出久根 自分の好みで、お客さんに先に勧めるものから、というくらいの気持ちで順位をつけますね。
(5名それぞれに記名で投票)
――さて、皆さんに投票いただいたものを編集部で集計したのですが、これは予想もしない大激戦です。
鈴木 皆さんが「これが1番だ」「これはつまらん」と意見が一致したら、まずいんじゃないかと思っていたら、どうやらそうではないみたいですね。
出久根 評論家ではなく、本屋が選ぶところがミソですよ。この5冊を読んだ限りでは、本屋の意見はバラバラだろうと思っていました。
菊池 私もそう思いました。一読した後、「すんなりと決まらないと思うけど、該当作なしという立場で、出席してもいいでしょうか」と編集長に相談していたくらい(笑)。

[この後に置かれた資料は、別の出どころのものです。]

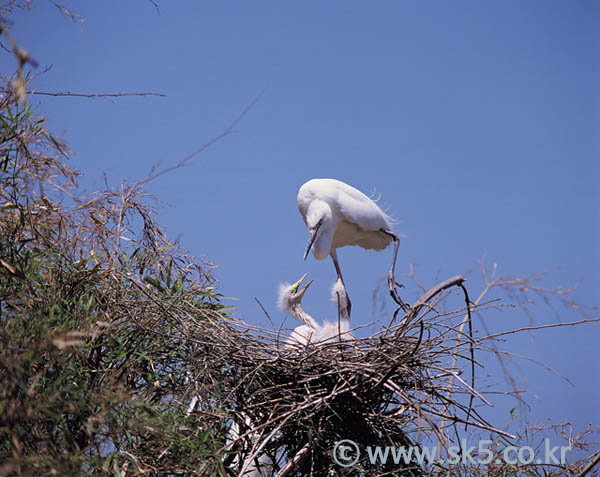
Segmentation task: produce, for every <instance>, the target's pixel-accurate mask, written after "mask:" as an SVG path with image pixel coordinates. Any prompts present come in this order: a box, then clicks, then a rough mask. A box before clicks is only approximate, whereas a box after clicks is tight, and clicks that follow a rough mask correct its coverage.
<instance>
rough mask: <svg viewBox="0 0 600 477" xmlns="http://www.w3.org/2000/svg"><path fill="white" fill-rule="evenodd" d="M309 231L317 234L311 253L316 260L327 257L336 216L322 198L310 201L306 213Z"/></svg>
mask: <svg viewBox="0 0 600 477" xmlns="http://www.w3.org/2000/svg"><path fill="white" fill-rule="evenodd" d="M306 219H307V220H306V223H307V225H308V228H309V231H311V233H313V232H312V230H314V233H316V234H317V237H316V239H315V241H314V243H313V254H314V256H315V258H317V259H318V260H323V259H325V258H327V256H328V255H329V253H330V251H331V242H332V241H333V234H334V233H335V229H336V228H337V223H336V221H337V220H338V219H337V216H335V215H334V214H333V213H332V210H331V207H330V206H329V204H328V203H327V202H325V201H324V200H314V201H312V202H311V204H310V207H309V208H308V213H307V215H306Z"/></svg>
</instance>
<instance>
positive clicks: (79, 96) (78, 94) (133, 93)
mask: <svg viewBox="0 0 600 477" xmlns="http://www.w3.org/2000/svg"><path fill="white" fill-rule="evenodd" d="M27 94H35V95H38V96H73V97H78V98H120V97H122V96H159V97H162V98H164V97H166V96H167V95H166V94H164V93H71V92H70V91H58V92H53V93H51V92H48V91H27Z"/></svg>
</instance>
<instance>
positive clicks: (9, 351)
mask: <svg viewBox="0 0 600 477" xmlns="http://www.w3.org/2000/svg"><path fill="white" fill-rule="evenodd" d="M45 127H46V126H45V123H44V121H43V119H41V118H39V117H36V115H35V113H34V112H33V111H32V110H31V108H30V106H29V105H28V104H26V103H25V104H23V103H21V102H19V101H18V100H17V98H15V97H14V96H13V95H11V94H8V95H6V96H5V97H4V98H3V99H2V101H1V103H0V128H1V129H0V462H2V464H0V475H12V474H19V475H31V474H38V475H46V474H47V475H50V474H55V475H76V474H81V473H85V474H98V473H100V474H105V473H109V474H114V475H124V474H128V473H130V474H135V473H139V472H149V473H153V474H161V473H162V472H164V471H167V470H168V471H177V470H180V471H184V472H186V473H194V472H197V473H202V474H203V475H205V474H206V473H211V472H212V471H214V472H216V471H217V470H218V469H219V467H220V465H221V464H220V459H218V458H216V457H215V455H216V453H217V450H218V448H220V447H222V445H223V442H222V440H223V432H222V419H219V418H218V415H219V414H218V413H219V412H220V409H219V405H218V402H219V401H218V396H216V395H215V394H211V396H210V397H211V398H212V400H211V399H206V402H213V403H214V408H215V409H214V415H215V416H217V418H213V420H212V421H210V420H208V421H206V422H203V425H199V423H198V420H197V418H196V417H190V416H186V414H185V407H186V403H185V400H186V399H188V400H189V396H187V395H185V393H186V387H185V386H184V383H185V382H186V381H187V380H189V377H190V375H191V373H192V369H193V366H192V365H193V360H194V357H193V346H191V345H190V344H189V343H188V342H187V341H186V339H185V333H184V329H185V328H186V326H190V325H191V324H193V323H194V322H196V321H199V320H200V321H202V320H204V321H207V320H212V319H220V320H223V319H227V318H226V317H225V316H224V315H222V313H223V305H221V303H220V302H219V298H220V296H219V295H218V294H217V293H216V292H215V291H214V287H212V286H211V281H212V278H211V275H210V272H209V266H208V265H207V264H205V265H204V266H202V267H201V266H198V265H196V264H195V262H194V261H192V260H190V259H188V258H187V256H186V255H185V254H184V253H183V252H182V251H180V250H179V249H177V247H176V246H175V245H173V244H170V243H169V242H167V240H166V239H165V238H164V237H163V235H162V232H161V231H160V229H159V228H158V227H157V226H156V224H155V223H154V221H153V218H152V216H153V212H152V210H151V209H149V208H148V207H147V205H146V204H145V203H144V202H143V200H142V198H143V197H142V191H141V190H140V189H139V188H137V187H136V186H135V184H134V185H132V186H123V187H121V188H120V189H119V191H118V192H113V191H111V190H106V191H101V192H100V193H98V194H96V195H94V196H93V197H80V196H79V195H78V189H77V182H76V178H77V173H76V172H75V171H73V170H71V169H70V168H69V167H68V166H67V165H66V163H65V162H64V161H65V157H66V156H65V154H66V152H67V148H66V147H65V146H64V145H62V144H60V143H59V142H58V140H56V139H55V138H54V137H52V136H51V135H50V134H49V133H48V131H47V130H46V129H45ZM140 219H141V220H140ZM134 224H140V230H138V231H137V233H136V229H135V227H134ZM136 235H137V237H136ZM210 392H213V391H212V390H211V391H210ZM211 468H212V469H213V470H211ZM201 469H202V470H201ZM123 473H124V474H123Z"/></svg>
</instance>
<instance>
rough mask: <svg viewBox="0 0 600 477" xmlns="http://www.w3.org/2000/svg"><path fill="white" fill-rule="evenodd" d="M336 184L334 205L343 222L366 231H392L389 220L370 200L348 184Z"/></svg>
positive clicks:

――おっしゃる通り、非常に面白い結果になりました。仮に1位を5点、2位を4点、3位を3点として点数化しますと、もっとも点数が高いのは、志水辰夫さんの『夜去り川』でした。けれどこの作品に1位をつけた方は、ひとりもいないんです。ほかの4作品は、これに比べると合計点数は低いんですが、どなたかがご自身のベストに挙げていらっしゃる。あまりに接戦ですから、著者の50音順で作品ごとに、均等に話し合っていきましょう。